In recent years, patient engagement has assumed an increasingly pivotal role in clinical decision-making, medical research, and policy development. To date, no universally accepted definition of patient engagement exists. For the purposes of this paper, it is defined as “the active collaboration of patients, families, their representatives, and healthcare professionals at all levels of the healthcare system (including direct care, organizational design and management, and policy development) to enhance health and healthcare quality” [1]. Extensive evidence underscores the substantial value of patient engagement in advancing both health outcomes and the quality of healthcare delivery. For instance, patient engagement introduces a vital patient perspective into healthcare decision-making, which is essential for achieving truly patient-centered care. Research has demonstrated that patient involvement fosters transparency and trust within the healthcare decision-making process, resulting in heightened patient satisfaction and improved adherence to treatment regimens [2]. Patient engagement has the potential to decrease hospitalizations while enhancing the effectiveness, efficiency, quality, and responsiveness of healthcare, as well as improving patients’ quality of life [2]. Moreover, patient engagement plays a crucial role in drug development. It can assist in identifying unmet clinical needs and provide essential feedback throughout the drug development process. This not only improves the quality and relevance of research but also offers researchers deeper insights into topics and outcomes of interest, thereby optimizing recruitment rates and study designs [3]. Additionally, patient organizations are pivotal in policy development, particularly in health technology assessments and drug reimbursement decisions. Patient input enables policymakers to gain a more comprehensive understanding of patients’ needs and priorities [4].

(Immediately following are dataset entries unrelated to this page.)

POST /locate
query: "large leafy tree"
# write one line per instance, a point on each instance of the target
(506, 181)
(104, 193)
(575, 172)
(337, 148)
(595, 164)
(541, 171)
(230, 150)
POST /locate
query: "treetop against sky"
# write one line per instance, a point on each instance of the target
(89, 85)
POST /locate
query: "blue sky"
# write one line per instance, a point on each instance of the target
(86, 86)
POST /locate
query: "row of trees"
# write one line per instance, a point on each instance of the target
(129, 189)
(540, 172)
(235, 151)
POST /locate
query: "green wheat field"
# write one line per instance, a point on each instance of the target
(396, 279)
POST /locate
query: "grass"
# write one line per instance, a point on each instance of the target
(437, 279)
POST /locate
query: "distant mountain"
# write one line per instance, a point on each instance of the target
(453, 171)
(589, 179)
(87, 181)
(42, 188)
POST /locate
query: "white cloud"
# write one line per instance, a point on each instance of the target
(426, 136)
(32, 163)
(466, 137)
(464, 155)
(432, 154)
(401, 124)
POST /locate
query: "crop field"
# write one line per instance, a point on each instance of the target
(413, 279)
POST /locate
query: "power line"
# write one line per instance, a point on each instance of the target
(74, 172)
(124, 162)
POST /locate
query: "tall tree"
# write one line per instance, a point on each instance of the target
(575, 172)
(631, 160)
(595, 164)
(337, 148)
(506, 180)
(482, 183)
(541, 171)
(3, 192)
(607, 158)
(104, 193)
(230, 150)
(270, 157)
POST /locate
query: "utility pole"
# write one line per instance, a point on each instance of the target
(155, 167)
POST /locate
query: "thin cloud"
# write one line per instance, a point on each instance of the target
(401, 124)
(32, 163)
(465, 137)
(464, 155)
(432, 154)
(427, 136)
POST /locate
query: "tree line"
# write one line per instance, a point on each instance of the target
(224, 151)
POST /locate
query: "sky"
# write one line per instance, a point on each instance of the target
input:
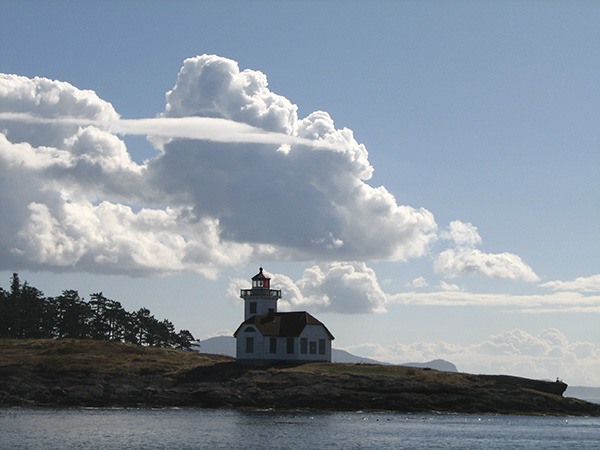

Since its inception, digital health technology has been conceptualized as a transformative tool for enhancing patient engagement in medical practice [5]. This is supported by extensive research demonstrating the potential of digital health technologies to facilitate patient engagement and improve outcomes across various medical contexts [6]. However, despite the promise of well-designed digital health tools, it is evident that their implementation does not consistently lead to the desired enhancement of patient engagement [7]. A striking example highlights that providing patients with access to health data does not necessarily ensure increased engagement. A 2019 survey evaluating patient access initiatives for electronic health records across 27 European Union Member States revealed that fewer than 10% of patients regularly reviewed their medical records or test results [8]. Therefore, for digital health technologies to effectively enhance patient engagement, it is imperative that patient-centered design principles are prioritized during the development phase. This gap between technology and genuine patient involvement has emerged as a critical area of focus for researchers aiming to elucidate its underlying mechanisms [9]. Several factors have been identified as influential in shaping patient engagement, including sociodemographic characteristics, patient empowerment dynamics, motivational drivers, healthcare professionals’ attitudes and competencies, structural elements of the health system, techno-functional attributes, and policy frameworks [10, 11]. Nevertheless, a key aspect often overlooked in this discourse is the necessity for developers of digital health tools to possess a deep and nuanced understanding of patient needs and preferences. Such comprehension can serve as a foundational element in bridging the divide and enhancing the efficacy of digital health interventions.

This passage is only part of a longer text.